Somali leaders: Hateful rhetoric is leading to widespread harassment
Following the Friday prayer, leaders of the Somali community gathered at Karmel Mall in Minneapolis to condemn what they described as escalating anti-Somali rhetoric linked to “Operation Metro Surge” and right-wing politicians and media.
Community and faith leaders said hateful rhetoric is fueling harassment and threats, and spreading fear among Somali Minnesotans.
Imam Yusuf Abdulle, executive director of the Islamic Association of North America, said recent “attacks did not come out of nowhere. They are fueled by years of reckless rhetoric, political scapegoating, and media narratives that repeatedly associate Somalis with crime, danger and social problems.”

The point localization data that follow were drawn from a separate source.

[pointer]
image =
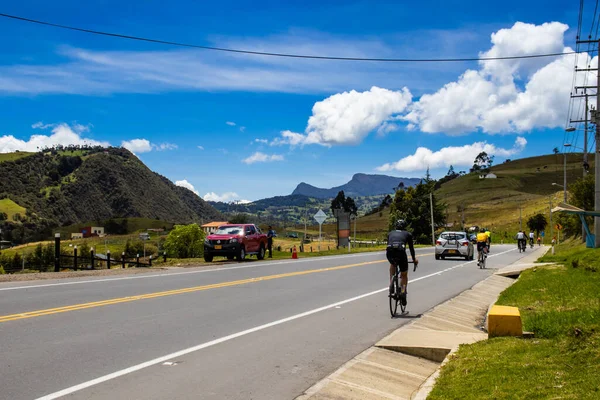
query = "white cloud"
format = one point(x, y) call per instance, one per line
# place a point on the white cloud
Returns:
point(165, 146)
point(227, 196)
point(262, 157)
point(62, 134)
point(184, 183)
point(490, 99)
point(137, 146)
point(289, 138)
point(347, 118)
point(424, 158)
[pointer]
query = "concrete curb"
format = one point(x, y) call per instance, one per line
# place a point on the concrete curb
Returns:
point(425, 345)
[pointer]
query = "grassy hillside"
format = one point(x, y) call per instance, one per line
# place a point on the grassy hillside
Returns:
point(13, 156)
point(11, 208)
point(525, 183)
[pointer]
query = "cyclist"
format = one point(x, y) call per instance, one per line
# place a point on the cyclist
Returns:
point(531, 238)
point(482, 242)
point(396, 254)
point(521, 239)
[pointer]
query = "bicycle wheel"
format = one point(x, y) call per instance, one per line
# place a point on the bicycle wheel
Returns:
point(402, 303)
point(393, 295)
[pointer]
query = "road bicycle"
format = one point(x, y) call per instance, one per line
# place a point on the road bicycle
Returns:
point(397, 294)
point(481, 258)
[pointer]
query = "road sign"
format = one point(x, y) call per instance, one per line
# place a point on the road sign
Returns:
point(320, 217)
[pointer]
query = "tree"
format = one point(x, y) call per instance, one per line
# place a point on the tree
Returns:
point(185, 241)
point(483, 162)
point(413, 205)
point(537, 223)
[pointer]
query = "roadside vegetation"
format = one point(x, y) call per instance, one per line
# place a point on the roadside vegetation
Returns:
point(561, 306)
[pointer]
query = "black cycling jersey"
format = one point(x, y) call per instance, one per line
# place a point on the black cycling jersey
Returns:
point(399, 240)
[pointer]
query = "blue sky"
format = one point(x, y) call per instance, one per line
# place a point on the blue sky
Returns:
point(265, 124)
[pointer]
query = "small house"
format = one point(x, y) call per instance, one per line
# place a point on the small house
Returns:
point(211, 227)
point(90, 231)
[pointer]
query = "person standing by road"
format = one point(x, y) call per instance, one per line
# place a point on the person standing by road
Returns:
point(270, 235)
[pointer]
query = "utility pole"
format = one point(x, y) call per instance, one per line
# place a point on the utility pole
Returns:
point(432, 225)
point(595, 120)
point(520, 218)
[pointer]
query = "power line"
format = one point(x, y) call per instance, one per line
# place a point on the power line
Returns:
point(288, 55)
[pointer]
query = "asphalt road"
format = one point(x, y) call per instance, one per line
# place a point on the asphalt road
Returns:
point(252, 330)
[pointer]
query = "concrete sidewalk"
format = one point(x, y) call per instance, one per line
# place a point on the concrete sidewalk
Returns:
point(405, 364)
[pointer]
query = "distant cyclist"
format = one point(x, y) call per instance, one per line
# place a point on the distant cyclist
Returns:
point(398, 240)
point(531, 238)
point(482, 241)
point(521, 239)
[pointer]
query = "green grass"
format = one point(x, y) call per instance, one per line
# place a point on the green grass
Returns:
point(561, 305)
point(14, 156)
point(11, 208)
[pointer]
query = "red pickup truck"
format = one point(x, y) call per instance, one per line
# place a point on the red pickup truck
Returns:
point(235, 240)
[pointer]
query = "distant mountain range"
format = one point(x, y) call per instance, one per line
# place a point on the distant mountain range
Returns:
point(59, 187)
point(359, 185)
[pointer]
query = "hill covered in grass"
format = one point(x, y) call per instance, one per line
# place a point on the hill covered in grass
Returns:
point(60, 187)
point(522, 187)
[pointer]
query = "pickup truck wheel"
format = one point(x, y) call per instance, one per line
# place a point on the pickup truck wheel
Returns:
point(241, 254)
point(261, 253)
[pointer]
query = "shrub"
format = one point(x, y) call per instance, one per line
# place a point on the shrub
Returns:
point(185, 241)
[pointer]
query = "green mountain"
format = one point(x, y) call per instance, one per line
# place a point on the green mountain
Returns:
point(359, 186)
point(64, 186)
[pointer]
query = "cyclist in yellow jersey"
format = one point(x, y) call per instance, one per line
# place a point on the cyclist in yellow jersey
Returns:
point(482, 242)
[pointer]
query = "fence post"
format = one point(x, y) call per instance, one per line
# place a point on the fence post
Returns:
point(56, 252)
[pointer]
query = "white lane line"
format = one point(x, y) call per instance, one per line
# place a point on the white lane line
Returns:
point(189, 350)
point(168, 274)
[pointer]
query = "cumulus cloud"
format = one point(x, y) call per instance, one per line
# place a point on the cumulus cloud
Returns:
point(262, 157)
point(227, 196)
point(289, 138)
point(347, 118)
point(490, 99)
point(137, 146)
point(184, 183)
point(62, 134)
point(424, 158)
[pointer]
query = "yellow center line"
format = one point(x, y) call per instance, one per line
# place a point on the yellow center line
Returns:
point(83, 306)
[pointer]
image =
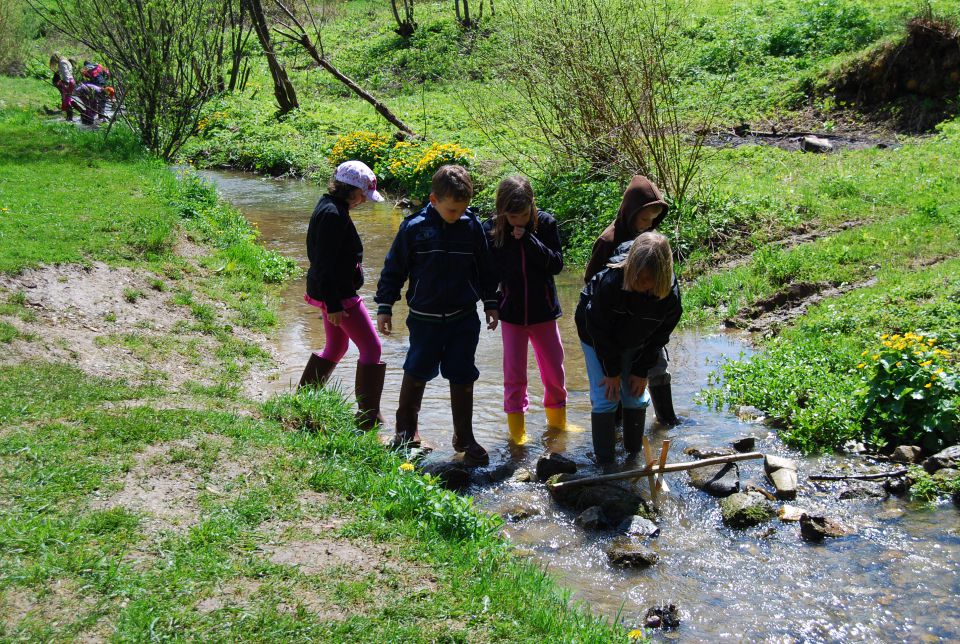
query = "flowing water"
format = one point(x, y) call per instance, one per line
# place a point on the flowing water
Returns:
point(896, 579)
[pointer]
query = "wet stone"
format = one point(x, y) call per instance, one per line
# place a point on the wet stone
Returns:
point(637, 526)
point(663, 616)
point(816, 145)
point(906, 454)
point(522, 475)
point(591, 519)
point(947, 475)
point(749, 412)
point(716, 480)
point(896, 485)
point(949, 457)
point(553, 464)
point(862, 490)
point(700, 452)
point(772, 463)
point(519, 512)
point(791, 513)
point(746, 509)
point(618, 500)
point(785, 481)
point(624, 553)
point(817, 528)
point(453, 476)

Somali Minnesotans — comprising the largest group of the Somali diaspora in the United States — have often faced racism and religious bigotry over the years.
Relentless attacks have ratcheted up in the past six months or so, however, with right-wing media and politicians castigating the entire community over state and federal investigations of fraudulent social service providers, many of them East African. Since late 2025, the Minnesota Somali community — the vast majority of whom are American citizens — have faced sweeping immigration enforcement, business break-ins, vandalism and threatening phone calls, triggering fear and unrest in the community.
The gathered advocates showed a school bus that had been set on fire by a hate group. No children were on the bus at the time of the incident, they said.
Malika Dahir, executive director of Reviving the Islamic Sisterhood for Empowerment, played a threatening voice message left for a Somali daycare operator: “All of you trashy Muslims, men, women, and children, will be burned to death. You will all die,” the voice said.
The community leaders urged the wider Minnesota community, elected officials and media to actively recognize and condemn the hatred now targeting the Somali community.
Dahir said Somali children and especially little Somali girls are at particular risk because their hijabs are a symbol of Islam.
“I’m not only an advocate and community leader, but I’m also a mother; mothers are afraid, we are terrified, and we worry if our children would be targeted in school,” Dahir said.
The leaders acknowledged the widening criminal probe of social service providers and said that those accused of crimes should face legal accountability, but the rest of the community should not have to suffer the consequences of wrongdoing committed by a few, or be subject to negative media coverage fueled by political rhetoric.
Abdulle cited the hateful words coming from the nation’s highest elective office. “Words do matter. Our president labels us as … ‘garbage,’ and ‘low IQ,’ and he does not want us in his country.”
Dahir said these words are particularly dangerous because they come from powerful figures with vast influence over their followers. She pointed to media personalities who say Somali people don’t belong here, leading their followers to think their hatred is justified.
Hodan Hassan, former legislator and current board member of Somali American Coalition Action Fund, said the Somali community should not have to live in fear because of reckless political rhetoric and media amplification.
The Somali community, Hassan said, is still reeling from the Operation Metro Surge and now waking up to another wave of targeted harassment.